“Success is not final, failure is not fatal: it is the courage to continue that counts.” There is some debate as to who first verbalised this worthy advice but it is most commonly attributed to Winston Churchill, a man acquainted with both failure and success. It is counsel that feels particularly appropriate this week, as the sting of Euro 2020 has not yet wholly faded.
Success and failure are two opposing concepts that, between them, have generated more TedTalks, more self-help books and more theses than any other subjects - with the notable exceptions only of love, death and taxes. Of course, some would argue that these are not opposing concepts at all but rather precursors of the other – as pride comes before a fall, and falling down comes before getting up again.
But whatever the rights or wrongs of that argument, as with all things in life, it is usually not the truth that matters so much as the reality with which you are faced. You have to start from where you are and the reality that is that, whether or not failure is a necessary prerequisite to success, it is all too often a fact of life.
Few professions are more naturally resilient to brushing off both the pressures of failure and the allures of success than insurance. The insurance marketplace is competitive and undulating, and to thrive in such an atmosphere requires a level head and the ability to constantly evaluate the longer-term implications of your actions. In my experience, insurance professionals, particularly brokers, tend to have a better than average ability to navigate external landscapes, a skill that has come into its own over the last 16 months or so.
This is epitomised in the trading reports published by insurance businesses, of which we are likely to see many in the coming weeks as H1 2021 results are revealed. When strong progress is reported, rather just than revelling in this, spokespeople speak with pride of their results, their team and their operations but swiftly move on to thoughts of the future, of “capitalising on momentum” and “strengthing our capital position”. Likewise, when the results are less than stellar, beyond simply stating reasons for this, firms detail their plans for the future, and why they are optimistic.
It is little wonder that Rudyard Kipling’s poem ‘If’, with its advice on what it means to “meet with Triumph and Disaster and treat those two impostors just the same”, has repeatedly been voted the UK’s favourite poem. It’s a message that people need to hear and one they need to hear repeatedly. And who better to hear that message from than those professionals living it out in their daily working lives?
Insurance brokers have a great deal to offer their clients by way of advice and support, and it is hardly uncommon to hear brokers discuss the close partnerships and friendships they have formed with their clients. During a recent chat, a broker described his relationship with his clients as being akin to becoming their life coach, a comment that is likely to ring true for a lot of broking professionals.

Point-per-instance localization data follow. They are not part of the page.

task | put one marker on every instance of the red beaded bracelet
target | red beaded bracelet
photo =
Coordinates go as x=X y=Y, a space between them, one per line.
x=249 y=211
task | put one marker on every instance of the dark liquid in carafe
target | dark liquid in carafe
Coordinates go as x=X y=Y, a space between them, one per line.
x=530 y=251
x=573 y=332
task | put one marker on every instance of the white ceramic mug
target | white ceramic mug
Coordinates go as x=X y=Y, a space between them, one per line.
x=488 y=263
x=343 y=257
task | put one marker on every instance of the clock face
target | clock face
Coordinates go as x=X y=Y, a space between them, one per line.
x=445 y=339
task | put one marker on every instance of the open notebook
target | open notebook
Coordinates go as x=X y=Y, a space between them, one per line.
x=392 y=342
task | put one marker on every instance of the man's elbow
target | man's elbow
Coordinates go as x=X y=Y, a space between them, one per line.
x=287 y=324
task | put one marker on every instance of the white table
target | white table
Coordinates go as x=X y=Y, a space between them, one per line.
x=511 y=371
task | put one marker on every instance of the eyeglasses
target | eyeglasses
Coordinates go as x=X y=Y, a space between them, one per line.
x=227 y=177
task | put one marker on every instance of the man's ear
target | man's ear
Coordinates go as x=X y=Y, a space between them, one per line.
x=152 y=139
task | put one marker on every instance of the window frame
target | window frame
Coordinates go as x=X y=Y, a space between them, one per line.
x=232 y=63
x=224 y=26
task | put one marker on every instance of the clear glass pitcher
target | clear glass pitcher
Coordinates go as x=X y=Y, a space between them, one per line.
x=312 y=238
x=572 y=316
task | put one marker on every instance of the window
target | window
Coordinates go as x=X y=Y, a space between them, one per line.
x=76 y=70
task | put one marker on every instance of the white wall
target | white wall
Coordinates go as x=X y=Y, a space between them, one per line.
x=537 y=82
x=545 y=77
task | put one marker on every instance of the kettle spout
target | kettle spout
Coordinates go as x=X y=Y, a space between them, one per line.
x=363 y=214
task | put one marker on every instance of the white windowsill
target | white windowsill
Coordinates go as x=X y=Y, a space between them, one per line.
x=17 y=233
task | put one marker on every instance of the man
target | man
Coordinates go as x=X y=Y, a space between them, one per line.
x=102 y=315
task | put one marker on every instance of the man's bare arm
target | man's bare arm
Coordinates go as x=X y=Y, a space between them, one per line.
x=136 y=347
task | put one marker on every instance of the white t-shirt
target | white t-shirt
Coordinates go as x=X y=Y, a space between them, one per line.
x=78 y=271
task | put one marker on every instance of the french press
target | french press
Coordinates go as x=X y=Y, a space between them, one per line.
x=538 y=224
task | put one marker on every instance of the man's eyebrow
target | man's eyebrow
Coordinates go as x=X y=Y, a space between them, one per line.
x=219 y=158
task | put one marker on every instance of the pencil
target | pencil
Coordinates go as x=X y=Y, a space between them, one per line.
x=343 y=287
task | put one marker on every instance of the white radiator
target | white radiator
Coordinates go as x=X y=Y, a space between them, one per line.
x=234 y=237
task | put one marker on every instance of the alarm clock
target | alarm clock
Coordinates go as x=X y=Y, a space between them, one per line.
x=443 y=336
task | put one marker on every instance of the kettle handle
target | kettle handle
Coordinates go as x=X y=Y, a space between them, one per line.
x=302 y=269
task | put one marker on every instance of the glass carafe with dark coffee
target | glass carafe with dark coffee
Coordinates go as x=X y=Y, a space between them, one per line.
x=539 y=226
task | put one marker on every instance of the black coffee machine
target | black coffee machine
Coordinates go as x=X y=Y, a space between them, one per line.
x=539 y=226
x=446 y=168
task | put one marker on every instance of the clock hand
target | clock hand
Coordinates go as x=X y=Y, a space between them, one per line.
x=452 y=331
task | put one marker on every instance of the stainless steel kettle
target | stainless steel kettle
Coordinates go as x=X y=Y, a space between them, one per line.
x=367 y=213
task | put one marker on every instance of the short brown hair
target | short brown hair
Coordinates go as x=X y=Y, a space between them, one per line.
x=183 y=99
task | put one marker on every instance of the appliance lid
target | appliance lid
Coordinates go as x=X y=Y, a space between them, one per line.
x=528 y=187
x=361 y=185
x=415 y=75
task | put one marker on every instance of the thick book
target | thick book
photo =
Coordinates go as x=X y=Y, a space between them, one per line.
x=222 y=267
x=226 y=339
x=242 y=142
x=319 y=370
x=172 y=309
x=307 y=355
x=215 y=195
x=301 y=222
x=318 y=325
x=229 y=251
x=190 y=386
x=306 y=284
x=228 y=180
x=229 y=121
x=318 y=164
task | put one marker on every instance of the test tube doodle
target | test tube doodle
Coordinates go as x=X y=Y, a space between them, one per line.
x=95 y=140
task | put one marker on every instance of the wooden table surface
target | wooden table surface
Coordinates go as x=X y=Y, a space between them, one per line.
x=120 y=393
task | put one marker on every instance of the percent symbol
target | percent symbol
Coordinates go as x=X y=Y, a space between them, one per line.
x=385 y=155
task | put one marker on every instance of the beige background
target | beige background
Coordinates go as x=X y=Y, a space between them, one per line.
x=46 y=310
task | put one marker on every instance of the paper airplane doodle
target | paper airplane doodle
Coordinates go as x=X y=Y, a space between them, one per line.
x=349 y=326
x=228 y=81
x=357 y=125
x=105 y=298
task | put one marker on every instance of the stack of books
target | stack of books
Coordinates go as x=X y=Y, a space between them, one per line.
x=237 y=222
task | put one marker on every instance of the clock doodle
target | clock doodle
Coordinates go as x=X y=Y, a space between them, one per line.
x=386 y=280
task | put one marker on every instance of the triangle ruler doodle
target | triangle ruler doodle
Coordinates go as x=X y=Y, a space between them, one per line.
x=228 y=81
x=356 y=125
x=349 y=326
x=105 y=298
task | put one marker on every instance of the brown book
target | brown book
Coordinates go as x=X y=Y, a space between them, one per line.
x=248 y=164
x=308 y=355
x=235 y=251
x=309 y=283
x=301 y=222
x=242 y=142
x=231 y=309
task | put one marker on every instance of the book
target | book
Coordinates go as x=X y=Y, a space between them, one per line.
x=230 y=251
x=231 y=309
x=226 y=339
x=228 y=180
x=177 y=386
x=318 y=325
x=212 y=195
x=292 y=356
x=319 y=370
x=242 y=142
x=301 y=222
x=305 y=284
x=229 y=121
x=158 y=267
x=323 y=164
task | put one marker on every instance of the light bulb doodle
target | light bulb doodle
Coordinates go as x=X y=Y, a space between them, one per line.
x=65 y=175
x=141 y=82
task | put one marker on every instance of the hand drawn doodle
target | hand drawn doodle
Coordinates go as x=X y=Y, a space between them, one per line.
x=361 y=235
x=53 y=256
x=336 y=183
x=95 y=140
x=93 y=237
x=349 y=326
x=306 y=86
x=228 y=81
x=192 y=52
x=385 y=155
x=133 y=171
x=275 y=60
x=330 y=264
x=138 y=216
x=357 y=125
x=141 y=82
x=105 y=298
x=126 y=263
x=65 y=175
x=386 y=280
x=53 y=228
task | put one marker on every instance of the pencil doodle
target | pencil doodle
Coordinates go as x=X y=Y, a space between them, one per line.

Added to the traditional offering of insurance advice, brokers should be looking out for opportunities to lend their unique viewpoint on dealing with uncertainty to their clients. It might come as a surprise just how relevant this will be for those who are faced with the prospect of a rapidly changing social and economic environment. Now more than ever, people are seeking out the kind of guidance that reveals the disconnect between price and value better than any webinar or on-site information possibly could – and the future belongs to those who can offer that.